Algo dio unos golpecitos en la ventana de la claraboya. Tras un instante en el cual el corazón estuvo a punto de parársele, Nathaniel volvió la vista. Un palomo alborotado estaba posado al otro lado del cristal aleteando como un poseso. Dubitativo, Nathaniel se acercó.
—¿Bartimeo?
El palomo golpeteó el pico varias veces contra el cristal y Nathaniel alzó la mano para descorrer el pasador.
Una llave hizo ruido en la cerradura. Con un golpetazo, la puerta de la habitación se abrió de par en par. Allí estaba Underwood con la cara sonrojada por el esfuerzo y enmarcada por una barba y un rebelde mechón canosos. El brazo de Nathaniel cayó a un lado y él se volvió hacia su maestro. El palomo se había esfumado de la ventana.
A Underwood le llevó un momento recuperar el resuello.
—¡Maldito muchacho! ¿Quién te controla? ¿Cuál de mis enemigos?
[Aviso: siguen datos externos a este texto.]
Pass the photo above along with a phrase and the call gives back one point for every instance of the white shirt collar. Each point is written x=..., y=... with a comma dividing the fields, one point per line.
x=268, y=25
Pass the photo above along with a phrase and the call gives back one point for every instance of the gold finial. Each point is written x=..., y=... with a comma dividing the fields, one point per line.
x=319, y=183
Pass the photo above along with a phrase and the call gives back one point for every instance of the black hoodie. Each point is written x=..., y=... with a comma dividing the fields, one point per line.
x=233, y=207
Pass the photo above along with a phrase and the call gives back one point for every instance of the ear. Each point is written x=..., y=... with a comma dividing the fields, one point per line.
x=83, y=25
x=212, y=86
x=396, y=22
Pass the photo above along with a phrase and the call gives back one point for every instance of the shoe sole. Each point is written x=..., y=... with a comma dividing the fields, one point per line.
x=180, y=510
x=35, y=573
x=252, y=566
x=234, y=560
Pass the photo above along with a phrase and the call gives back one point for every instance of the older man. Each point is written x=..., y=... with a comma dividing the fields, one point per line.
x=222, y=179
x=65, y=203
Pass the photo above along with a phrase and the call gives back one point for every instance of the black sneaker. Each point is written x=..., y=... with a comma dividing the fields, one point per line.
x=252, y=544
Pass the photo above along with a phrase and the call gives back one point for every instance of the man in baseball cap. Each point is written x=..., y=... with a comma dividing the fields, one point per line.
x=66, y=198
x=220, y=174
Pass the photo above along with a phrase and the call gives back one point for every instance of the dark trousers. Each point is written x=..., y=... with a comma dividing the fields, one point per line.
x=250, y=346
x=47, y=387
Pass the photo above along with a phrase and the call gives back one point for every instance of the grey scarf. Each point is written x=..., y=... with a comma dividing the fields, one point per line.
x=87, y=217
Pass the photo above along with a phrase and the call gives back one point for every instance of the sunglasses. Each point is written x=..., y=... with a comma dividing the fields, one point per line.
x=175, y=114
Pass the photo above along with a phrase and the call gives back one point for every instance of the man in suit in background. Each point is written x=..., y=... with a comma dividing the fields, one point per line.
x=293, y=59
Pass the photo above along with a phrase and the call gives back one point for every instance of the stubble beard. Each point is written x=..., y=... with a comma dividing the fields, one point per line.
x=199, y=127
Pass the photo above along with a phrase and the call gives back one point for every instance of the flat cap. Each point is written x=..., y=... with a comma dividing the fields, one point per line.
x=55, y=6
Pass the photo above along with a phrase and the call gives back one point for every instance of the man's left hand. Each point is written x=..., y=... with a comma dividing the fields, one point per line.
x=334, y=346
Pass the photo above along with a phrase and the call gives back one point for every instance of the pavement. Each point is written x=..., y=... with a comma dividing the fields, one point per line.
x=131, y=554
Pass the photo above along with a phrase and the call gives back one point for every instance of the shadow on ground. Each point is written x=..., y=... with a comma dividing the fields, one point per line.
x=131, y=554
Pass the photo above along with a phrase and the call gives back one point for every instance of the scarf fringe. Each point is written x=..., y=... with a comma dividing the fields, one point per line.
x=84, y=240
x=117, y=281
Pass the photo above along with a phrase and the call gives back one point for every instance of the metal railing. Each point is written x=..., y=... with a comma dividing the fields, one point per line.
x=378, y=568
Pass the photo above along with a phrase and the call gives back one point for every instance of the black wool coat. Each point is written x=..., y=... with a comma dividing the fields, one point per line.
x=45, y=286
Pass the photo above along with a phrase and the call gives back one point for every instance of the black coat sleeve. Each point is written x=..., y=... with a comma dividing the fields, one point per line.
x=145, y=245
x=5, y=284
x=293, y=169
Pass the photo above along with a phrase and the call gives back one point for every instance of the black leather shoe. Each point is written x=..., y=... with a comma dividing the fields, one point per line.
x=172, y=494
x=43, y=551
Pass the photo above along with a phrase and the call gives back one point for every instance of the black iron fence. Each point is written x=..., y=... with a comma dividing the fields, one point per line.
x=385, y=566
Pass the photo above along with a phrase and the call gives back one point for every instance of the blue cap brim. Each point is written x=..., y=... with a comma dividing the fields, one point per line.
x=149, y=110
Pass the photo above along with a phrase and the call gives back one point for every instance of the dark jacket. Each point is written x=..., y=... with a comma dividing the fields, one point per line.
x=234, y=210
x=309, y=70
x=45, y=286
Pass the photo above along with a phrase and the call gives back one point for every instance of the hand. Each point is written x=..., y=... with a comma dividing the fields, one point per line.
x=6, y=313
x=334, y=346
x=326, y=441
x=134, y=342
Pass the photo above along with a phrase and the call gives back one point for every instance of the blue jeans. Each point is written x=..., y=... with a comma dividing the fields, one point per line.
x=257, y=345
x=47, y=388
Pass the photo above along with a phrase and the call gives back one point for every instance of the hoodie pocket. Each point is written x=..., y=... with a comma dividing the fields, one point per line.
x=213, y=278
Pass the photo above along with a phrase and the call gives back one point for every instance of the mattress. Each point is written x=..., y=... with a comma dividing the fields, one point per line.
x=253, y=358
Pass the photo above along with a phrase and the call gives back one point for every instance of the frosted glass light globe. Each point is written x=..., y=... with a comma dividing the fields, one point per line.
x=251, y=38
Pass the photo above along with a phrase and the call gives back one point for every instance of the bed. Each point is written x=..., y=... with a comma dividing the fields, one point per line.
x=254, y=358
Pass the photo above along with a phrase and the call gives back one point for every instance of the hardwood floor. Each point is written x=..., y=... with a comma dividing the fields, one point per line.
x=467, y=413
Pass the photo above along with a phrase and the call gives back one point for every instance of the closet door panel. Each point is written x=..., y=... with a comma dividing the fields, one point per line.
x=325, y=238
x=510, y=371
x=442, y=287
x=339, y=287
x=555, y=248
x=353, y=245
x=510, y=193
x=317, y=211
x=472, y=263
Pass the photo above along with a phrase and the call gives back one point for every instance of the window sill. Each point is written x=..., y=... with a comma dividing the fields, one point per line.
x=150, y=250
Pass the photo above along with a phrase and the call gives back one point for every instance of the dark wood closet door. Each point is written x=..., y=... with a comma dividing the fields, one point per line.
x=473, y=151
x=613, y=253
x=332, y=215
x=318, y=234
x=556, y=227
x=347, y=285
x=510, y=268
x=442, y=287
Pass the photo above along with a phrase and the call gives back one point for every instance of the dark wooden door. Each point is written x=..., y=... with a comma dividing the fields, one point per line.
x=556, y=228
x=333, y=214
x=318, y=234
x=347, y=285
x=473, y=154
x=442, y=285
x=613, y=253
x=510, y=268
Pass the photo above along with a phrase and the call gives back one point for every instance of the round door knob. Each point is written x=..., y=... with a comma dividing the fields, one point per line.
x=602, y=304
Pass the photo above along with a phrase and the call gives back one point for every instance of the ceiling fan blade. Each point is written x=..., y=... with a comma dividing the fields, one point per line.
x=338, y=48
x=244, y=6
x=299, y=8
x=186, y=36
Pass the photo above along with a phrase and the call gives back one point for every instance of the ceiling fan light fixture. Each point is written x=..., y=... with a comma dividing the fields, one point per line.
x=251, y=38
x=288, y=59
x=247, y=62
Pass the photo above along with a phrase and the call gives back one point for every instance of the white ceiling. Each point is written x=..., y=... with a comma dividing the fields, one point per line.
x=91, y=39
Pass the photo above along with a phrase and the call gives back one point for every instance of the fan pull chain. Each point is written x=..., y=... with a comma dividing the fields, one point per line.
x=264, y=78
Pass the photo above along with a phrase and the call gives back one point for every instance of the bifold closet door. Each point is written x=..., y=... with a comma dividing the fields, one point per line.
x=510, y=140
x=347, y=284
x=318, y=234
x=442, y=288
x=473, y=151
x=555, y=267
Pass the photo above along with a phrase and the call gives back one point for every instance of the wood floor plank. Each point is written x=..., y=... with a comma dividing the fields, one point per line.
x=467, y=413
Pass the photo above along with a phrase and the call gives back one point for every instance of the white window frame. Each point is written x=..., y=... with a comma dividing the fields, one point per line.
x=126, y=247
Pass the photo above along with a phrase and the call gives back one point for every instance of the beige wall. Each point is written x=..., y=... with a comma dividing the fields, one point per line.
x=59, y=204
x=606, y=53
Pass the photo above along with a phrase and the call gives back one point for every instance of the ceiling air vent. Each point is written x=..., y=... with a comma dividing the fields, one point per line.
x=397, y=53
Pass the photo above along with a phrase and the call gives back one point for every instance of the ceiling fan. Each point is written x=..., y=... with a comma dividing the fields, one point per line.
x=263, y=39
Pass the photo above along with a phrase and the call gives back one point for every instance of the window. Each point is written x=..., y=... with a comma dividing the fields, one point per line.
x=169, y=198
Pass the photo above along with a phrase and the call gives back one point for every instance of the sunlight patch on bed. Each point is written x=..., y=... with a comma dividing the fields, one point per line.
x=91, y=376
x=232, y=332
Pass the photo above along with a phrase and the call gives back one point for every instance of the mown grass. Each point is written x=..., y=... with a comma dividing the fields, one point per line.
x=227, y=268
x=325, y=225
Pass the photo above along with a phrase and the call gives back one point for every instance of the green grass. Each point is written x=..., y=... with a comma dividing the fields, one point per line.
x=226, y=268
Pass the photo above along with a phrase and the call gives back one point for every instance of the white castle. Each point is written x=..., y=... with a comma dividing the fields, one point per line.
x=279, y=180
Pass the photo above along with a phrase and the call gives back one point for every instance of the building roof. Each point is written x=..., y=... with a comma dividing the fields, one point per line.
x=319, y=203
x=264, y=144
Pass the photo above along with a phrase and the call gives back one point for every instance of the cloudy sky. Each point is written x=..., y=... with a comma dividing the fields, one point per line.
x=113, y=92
A Nathaniel le temblaba todo el cuerpo, pero se obligó a permanecer inmóvil y mirar a su maestro a los ojos.
—Nadie, señor. Yo…
—¿Es Duvall? ¿O Mortensen? ¿O Lovelace?
Nathaniel torció el gesto ante el último nombre.
—Ninguno de ellos, señor.
—¿Quién te ha enseñado a utilizar el espejo? ¿Quién te ha pedido que me espíes?
A pesar del miedo, la rabia prendió llama en el corazón de Nathaniel y respondió con desdén:
—¿Acaso duda de mi palabra? Ya se lo he dicho, no hay nadie.
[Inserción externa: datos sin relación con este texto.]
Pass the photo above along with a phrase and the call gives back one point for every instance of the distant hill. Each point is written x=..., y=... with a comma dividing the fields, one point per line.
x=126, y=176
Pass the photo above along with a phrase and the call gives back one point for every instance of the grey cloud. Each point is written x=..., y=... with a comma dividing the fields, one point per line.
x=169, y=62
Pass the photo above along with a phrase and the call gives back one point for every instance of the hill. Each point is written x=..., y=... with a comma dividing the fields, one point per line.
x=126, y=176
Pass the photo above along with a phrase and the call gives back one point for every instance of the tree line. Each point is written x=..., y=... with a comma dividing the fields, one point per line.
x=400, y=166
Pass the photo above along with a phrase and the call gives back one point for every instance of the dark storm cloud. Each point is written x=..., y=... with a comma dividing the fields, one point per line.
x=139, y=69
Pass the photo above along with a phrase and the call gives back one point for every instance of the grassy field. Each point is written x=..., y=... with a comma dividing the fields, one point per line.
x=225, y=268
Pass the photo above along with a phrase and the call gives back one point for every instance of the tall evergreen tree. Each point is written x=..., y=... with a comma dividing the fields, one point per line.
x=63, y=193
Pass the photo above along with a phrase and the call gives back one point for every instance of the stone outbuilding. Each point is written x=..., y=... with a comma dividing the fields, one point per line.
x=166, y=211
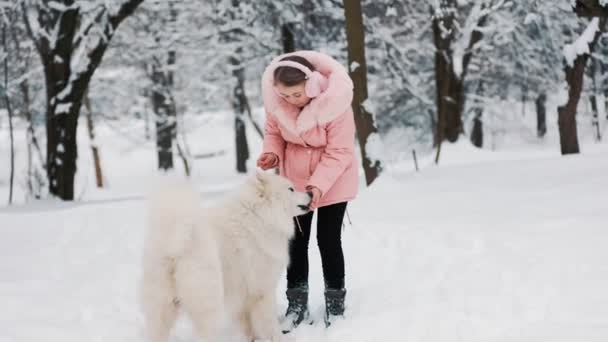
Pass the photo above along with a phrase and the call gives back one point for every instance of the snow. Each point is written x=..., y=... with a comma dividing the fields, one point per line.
x=488, y=246
x=63, y=108
x=374, y=148
x=581, y=45
x=530, y=18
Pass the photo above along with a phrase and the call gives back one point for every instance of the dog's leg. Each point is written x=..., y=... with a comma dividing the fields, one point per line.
x=264, y=319
x=158, y=303
x=245, y=323
x=201, y=294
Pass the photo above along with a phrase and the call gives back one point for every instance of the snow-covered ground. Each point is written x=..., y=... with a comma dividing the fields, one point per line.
x=507, y=245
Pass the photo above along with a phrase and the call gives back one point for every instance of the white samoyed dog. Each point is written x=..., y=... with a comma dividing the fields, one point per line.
x=220, y=264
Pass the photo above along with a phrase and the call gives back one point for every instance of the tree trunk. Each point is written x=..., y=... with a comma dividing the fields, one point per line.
x=593, y=99
x=450, y=86
x=289, y=44
x=165, y=122
x=477, y=132
x=541, y=117
x=65, y=88
x=239, y=105
x=567, y=113
x=364, y=120
x=10, y=116
x=94, y=148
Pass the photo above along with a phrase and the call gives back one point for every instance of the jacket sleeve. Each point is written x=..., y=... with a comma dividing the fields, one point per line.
x=273, y=140
x=338, y=153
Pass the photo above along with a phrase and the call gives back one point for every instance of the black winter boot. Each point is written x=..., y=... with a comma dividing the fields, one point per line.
x=297, y=308
x=334, y=305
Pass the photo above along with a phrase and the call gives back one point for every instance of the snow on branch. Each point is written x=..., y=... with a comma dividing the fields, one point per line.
x=581, y=45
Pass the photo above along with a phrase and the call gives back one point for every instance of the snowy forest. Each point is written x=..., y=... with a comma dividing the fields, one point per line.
x=480, y=135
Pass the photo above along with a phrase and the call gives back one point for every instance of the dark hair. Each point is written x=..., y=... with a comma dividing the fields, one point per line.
x=291, y=76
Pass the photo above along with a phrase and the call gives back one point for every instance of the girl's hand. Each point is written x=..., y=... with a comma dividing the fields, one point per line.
x=267, y=161
x=316, y=196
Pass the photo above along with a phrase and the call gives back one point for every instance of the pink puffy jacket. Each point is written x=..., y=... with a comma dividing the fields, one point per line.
x=315, y=145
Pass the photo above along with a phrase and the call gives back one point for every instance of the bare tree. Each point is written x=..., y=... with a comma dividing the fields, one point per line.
x=576, y=59
x=9, y=109
x=364, y=120
x=71, y=38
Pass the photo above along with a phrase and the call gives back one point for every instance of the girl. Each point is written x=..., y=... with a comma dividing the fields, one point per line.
x=309, y=136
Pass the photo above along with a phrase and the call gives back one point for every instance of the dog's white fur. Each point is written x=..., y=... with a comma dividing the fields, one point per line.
x=219, y=264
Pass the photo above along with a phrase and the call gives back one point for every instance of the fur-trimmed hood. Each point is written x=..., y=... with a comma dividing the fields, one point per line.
x=334, y=101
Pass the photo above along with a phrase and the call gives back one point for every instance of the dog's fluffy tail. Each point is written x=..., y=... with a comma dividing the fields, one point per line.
x=172, y=216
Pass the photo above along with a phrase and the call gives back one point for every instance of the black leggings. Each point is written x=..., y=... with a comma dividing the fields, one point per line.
x=329, y=228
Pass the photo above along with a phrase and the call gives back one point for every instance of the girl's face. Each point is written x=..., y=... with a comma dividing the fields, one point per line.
x=293, y=94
—¡Aun ahora sigues con tus mentiras! ¡Muy bien! Mira esta habitación por última vez porque nunca más volverás a verla. Iremos a mi estudio en el que disfrutarás de la compañía de mis diablillos hasta que se te suelte la lengua. ¡Andando!
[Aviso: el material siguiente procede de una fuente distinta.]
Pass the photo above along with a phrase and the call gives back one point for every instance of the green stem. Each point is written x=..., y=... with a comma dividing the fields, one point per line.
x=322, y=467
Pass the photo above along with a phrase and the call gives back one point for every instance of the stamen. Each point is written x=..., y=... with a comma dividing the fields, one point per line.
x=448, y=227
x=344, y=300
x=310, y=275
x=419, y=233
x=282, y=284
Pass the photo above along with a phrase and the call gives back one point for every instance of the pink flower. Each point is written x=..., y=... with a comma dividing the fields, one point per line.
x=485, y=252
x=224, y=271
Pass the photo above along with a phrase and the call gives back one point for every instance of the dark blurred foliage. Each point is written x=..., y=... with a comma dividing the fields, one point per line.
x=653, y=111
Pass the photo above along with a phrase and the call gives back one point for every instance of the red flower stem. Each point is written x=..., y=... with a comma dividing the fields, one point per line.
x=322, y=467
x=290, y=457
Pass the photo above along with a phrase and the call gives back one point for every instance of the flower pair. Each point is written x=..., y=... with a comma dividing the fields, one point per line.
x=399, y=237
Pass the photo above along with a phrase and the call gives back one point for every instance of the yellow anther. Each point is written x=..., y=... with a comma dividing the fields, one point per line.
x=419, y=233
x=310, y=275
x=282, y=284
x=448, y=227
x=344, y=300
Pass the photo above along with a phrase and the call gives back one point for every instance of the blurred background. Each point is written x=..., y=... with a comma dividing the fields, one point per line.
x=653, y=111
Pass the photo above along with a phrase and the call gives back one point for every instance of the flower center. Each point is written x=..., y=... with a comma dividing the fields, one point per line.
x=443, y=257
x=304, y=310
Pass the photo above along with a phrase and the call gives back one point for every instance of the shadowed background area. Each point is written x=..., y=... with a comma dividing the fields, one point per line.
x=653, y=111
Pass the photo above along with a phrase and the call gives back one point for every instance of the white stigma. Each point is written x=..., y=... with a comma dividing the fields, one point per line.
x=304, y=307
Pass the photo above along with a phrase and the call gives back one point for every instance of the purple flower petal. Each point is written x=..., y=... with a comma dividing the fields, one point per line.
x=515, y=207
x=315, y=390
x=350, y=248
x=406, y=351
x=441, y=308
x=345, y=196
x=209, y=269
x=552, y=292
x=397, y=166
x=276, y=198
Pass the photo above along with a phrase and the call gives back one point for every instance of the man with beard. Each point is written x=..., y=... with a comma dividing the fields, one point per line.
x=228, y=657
Nathaniel vaciló, pero no había nada que hacer. La mano de su maestro descendió sobre su hombro y lo aferró como una prensa. Fue arrastrado hasta la puerta y escaleras abajo.
En el primer descansillo se encontraron con la señora Underwood apurada y sin resuello. Cuando vio el aire desventurado de Nathaniel y la ira en el rostro de su marido, abrió los ojos de par en par, apenada, pero no dijo nada.
—Arthur —jadeó—, tienes visita.
—No tengo tiempo. Este muchacho…
—Dice que se trata de algo de extrema gravedad.
—¿Quién? ¿Quién lo dice?
—Simon Lovelace, Arthur. Prácticamente ha irrumpido en la casa.